Und so wird das »Aufdecken der Sünde« gleichzeitig zur Überzeugung, daß die Sünden verziehen werden und der Mensch erneut der Würde des von Gott geliebten Sohnes entsprechen kann. »Im Kreuz neigt sich Gott am tiefsten zum Menschen herab … Im Kreuz werden gleichsam von einem heiligen Hauch der ewigen Liebe die schmerzlichsten Wunden der irdischen Existenz des Menschen berührt« (Dives in misericordia, 8). An diese Wahrheit wird stets der Grundstein dieses Heiligtums erinnern, der vom Kalvarienberg stammt; er wurde gewissermaßen unter jenem Kreuz hervorgeholt, auf dem Jesus Christus die Sünde und den Tod besiegt hat.

Ich glaube fest daran, daß dieses neue Heiligtum stets ein Ort sein wird, an dem die Menschen im Geist und in der Wahrheit Gott gegenübertreten.

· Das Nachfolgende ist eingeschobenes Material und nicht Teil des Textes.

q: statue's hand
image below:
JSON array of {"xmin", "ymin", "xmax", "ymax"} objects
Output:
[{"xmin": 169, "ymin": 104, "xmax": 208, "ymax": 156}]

Sie werden mit jenem Vertrauen kommen, das diejenigen stärkt, die demütig ihr Herz dem barmherzigen Wirken Gottes öffnen, mit jener Liebe, die auch die schwerste Sünde nicht besiegen kann. Hier, im Feuer der göttlichen Liebe, brennen die Herzen im Verlangen nach Bekehrung, und jeder, der Hoffnung sucht, wird Trost finden.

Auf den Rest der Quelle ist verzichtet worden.